At Implementation Step 2, all TDA wallet holders in the system, public or private, will be able to make and receive payments to and from one another over the same network. This is all that need be added to TreasuryDirect wallets now to convert them to universally usable value-storage and –transfer (‘payment’) media. And the US Digital Service, a federal agency housed in the executive branch of our federal government, avers it could operationalize all of this within weeks, not years.

4.2. The ‘FedWallet’ IVL Plan

While TreasuryDirect seems the obvious route to go in digitizing the dollar in the short run, we might nevertheless wish to migrate any national IVL system over to the Fed in the longer run. The primary reason for doing so would be to keep the digital dollar fully integrated, under one administrator, with the nation’s broader monetary policy apparatus and payments system, both of are presently conducted and administered by the Fed.

What I’ll call a ‘FedWallet’ rendition of the IVL Plan would simply alter the compositions of the Fed’s own and private sector banks’ current balance sheets in a couple of straightforward ways.

First, the Fed IVL Master Account would simply be (a large portion of) the liability side of the Fed’s balance sheet. Payments among businesses and individuals would then manifest as shifting allocations on that liability side of the Fed balance sheet (see Figure 5, below).

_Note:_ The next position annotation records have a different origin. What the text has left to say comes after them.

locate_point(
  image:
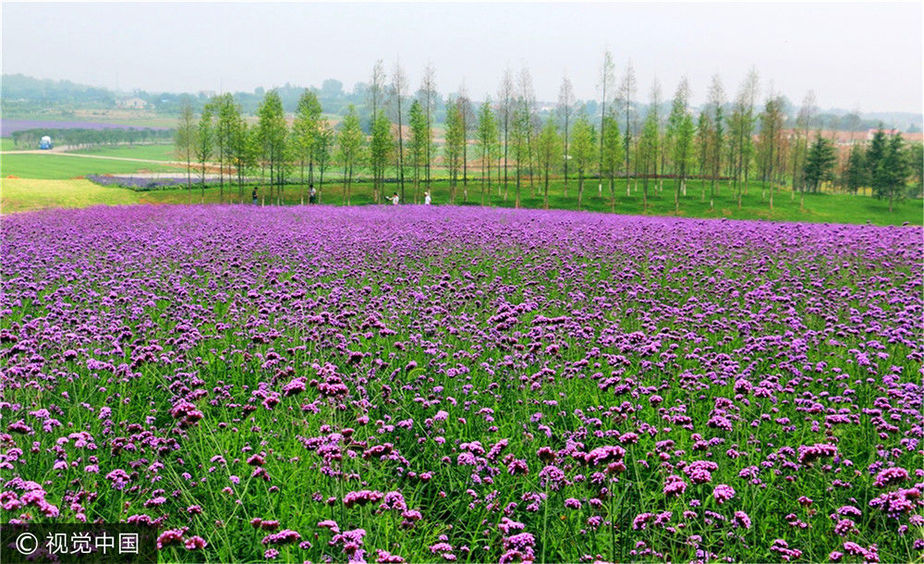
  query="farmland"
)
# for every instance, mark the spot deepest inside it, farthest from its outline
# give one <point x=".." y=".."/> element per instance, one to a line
<point x="819" y="207"/>
<point x="445" y="383"/>
<point x="63" y="166"/>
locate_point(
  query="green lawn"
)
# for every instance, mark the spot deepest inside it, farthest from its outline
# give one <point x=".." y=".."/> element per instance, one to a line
<point x="25" y="194"/>
<point x="161" y="152"/>
<point x="52" y="166"/>
<point x="824" y="207"/>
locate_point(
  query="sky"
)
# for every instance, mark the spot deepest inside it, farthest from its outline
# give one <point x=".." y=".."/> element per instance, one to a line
<point x="854" y="55"/>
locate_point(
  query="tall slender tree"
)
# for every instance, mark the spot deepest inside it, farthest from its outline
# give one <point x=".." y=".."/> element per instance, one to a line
<point x="428" y="99"/>
<point x="349" y="149"/>
<point x="273" y="131"/>
<point x="305" y="130"/>
<point x="418" y="143"/>
<point x="185" y="139"/>
<point x="626" y="92"/>
<point x="819" y="164"/>
<point x="771" y="124"/>
<point x="565" y="109"/>
<point x="466" y="113"/>
<point x="607" y="76"/>
<point x="380" y="152"/>
<point x="376" y="91"/>
<point x="612" y="152"/>
<point x="398" y="92"/>
<point x="204" y="146"/>
<point x="455" y="139"/>
<point x="505" y="112"/>
<point x="583" y="148"/>
<point x="548" y="146"/>
<point x="487" y="143"/>
<point x="716" y="107"/>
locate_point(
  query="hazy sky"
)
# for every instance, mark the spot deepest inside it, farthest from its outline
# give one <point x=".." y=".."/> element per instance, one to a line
<point x="853" y="55"/>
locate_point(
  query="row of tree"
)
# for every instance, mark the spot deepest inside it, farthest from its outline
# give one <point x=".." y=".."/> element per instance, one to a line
<point x="508" y="142"/>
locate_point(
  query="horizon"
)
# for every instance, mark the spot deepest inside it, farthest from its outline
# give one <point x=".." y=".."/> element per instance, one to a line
<point x="874" y="76"/>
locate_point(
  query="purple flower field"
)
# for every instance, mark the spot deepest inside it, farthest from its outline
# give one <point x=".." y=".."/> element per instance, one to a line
<point x="461" y="384"/>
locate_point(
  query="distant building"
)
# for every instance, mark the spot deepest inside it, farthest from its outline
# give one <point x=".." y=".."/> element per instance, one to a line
<point x="134" y="103"/>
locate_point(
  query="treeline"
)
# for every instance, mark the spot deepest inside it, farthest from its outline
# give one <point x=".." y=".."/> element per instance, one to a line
<point x="87" y="138"/>
<point x="507" y="141"/>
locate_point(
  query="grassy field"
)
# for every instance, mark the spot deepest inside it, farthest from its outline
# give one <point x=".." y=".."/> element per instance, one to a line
<point x="452" y="384"/>
<point x="160" y="152"/>
<point x="29" y="194"/>
<point x="819" y="208"/>
<point x="53" y="166"/>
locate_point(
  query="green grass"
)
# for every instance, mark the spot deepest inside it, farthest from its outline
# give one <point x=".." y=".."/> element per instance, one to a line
<point x="18" y="195"/>
<point x="159" y="152"/>
<point x="819" y="208"/>
<point x="52" y="166"/>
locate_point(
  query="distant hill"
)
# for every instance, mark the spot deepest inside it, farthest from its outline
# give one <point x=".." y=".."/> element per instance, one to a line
<point x="25" y="97"/>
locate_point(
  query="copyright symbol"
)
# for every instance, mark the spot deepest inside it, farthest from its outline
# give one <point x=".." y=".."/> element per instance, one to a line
<point x="26" y="543"/>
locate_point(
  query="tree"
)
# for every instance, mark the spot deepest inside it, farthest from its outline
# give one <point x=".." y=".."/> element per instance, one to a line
<point x="916" y="161"/>
<point x="376" y="92"/>
<point x="240" y="149"/>
<point x="742" y="129"/>
<point x="819" y="164"/>
<point x="418" y="142"/>
<point x="648" y="151"/>
<point x="323" y="145"/>
<point x="398" y="92"/>
<point x="583" y="150"/>
<point x="204" y="144"/>
<point x="612" y="153"/>
<point x="607" y="76"/>
<point x="548" y="148"/>
<point x="349" y="148"/>
<point x="626" y="91"/>
<point x="427" y="94"/>
<point x="380" y="150"/>
<point x="468" y="120"/>
<point x="305" y="130"/>
<point x="272" y="128"/>
<point x="505" y="111"/>
<point x="804" y="122"/>
<point x="565" y="109"/>
<point x="855" y="173"/>
<point x="771" y="125"/>
<point x="455" y="140"/>
<point x="185" y="140"/>
<point x="892" y="171"/>
<point x="679" y="139"/>
<point x="875" y="154"/>
<point x="703" y="135"/>
<point x="520" y="140"/>
<point x="229" y="114"/>
<point x="715" y="104"/>
<point x="487" y="143"/>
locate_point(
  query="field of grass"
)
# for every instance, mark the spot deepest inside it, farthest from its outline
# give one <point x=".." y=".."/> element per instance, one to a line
<point x="160" y="152"/>
<point x="819" y="208"/>
<point x="464" y="384"/>
<point x="56" y="166"/>
<point x="20" y="194"/>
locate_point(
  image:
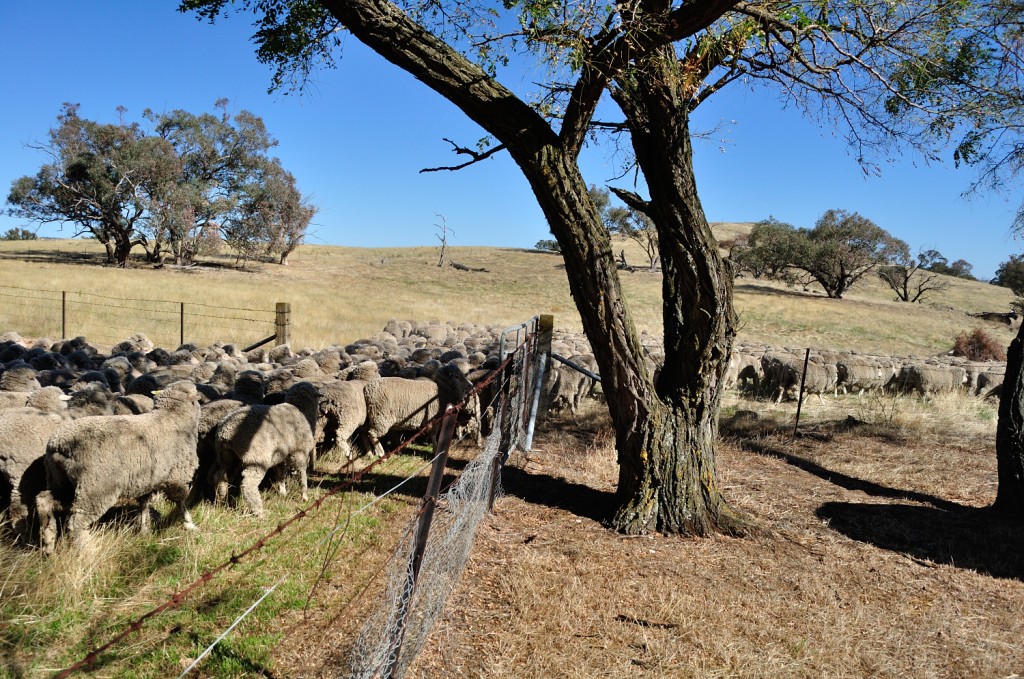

Second, insofar as individual wallet accounts subsumed within that Fed IVL Master Account were employed as transaction accounts by their holders, there would be a corresponding reduction in the sizes of private sector bank balance sheets.

Diagrammatically, then, in going the Fed route for an IVL system we would move from a banking system like that depicted in Figure 4 to a banking system like that depicted in Figure 5 where money flows and associated assets and liabilities are concerned. The payment platform component of the Plan would ‘fit in’ to the structure in the manner depicted in the lower left-hand corner of the diagram. It should be borne in mind that all entities represented above the Master Account box in the diagram are among the Account Holders, hence Payors and Payees, represented in the diagram.

Figure 4: Current Fed/Bank/Depositor/Issuer Arrangements & Financial Flows

Current Fed/Bank/Depositor/Issuer Arrangements & Financial Flows

 

Figure 5: Reformed Fed/Bank/Depositor/Issuer Arrangements & Financial Flows, with Fed-Administered ‘FedWallet’ IVL Platform

Reformed Fed/Bank/Depositor/Issuer Arrangements & Financial Flows, with Fed-Administered ‘FedWallet’ IVL Platform

Once again all is as seen in Figures 1, 2, and 3, with the sole difference being that the system is now integrated into the Fed / private sector bank nexus that constitutes the national banking and payments infrastructure. This additional complication of course necessitates careful planning and sequencing. Hence my recommendation that cities, states, and the US Treasury adopt IVL plans immediately, with the latter to be migrated over to the Fed in due course.

Insofar as we go this route, we shall recapitulate in the digital currency space our previous monetary development in the paper currency space. The latter proceeded from (1) state-chartered and –regulated banks issuing their own paper ‘bank notes’ (the earlier version of our current system of privately issued crypto-currencies) before 1863, through (2) nationally chartered and –regulated banks issuing a national bank note (the ‘Greenback’) administered by the US Treasury from 1863 to 1913, to (3) the Fed-issued and –administered ‘Federal Reserve Note’ (a.k.a. ‘dollar bill’) used today.

5. Conclusion

The technology involved in establishing IVL systems will not be trivial to build, but neither will it be particularly daunting to build. It has been done before, by multiple firms and networks for multiple purposes, over the years. All that differs now is that we are doing this for a forthrightly public purpose – that of installing a universally accessible, fee-free and frictionless, state-of-the-art national value-storage and -payments architecture.

As noted above, this is desirable in all times, not only crisis times. So much the better, then, that in doing this we will also be opening saving and paying to 50 million unbanked and underbanked households, businesses, and individuals in need of immediate aid during the current crisis and any subsequent crises.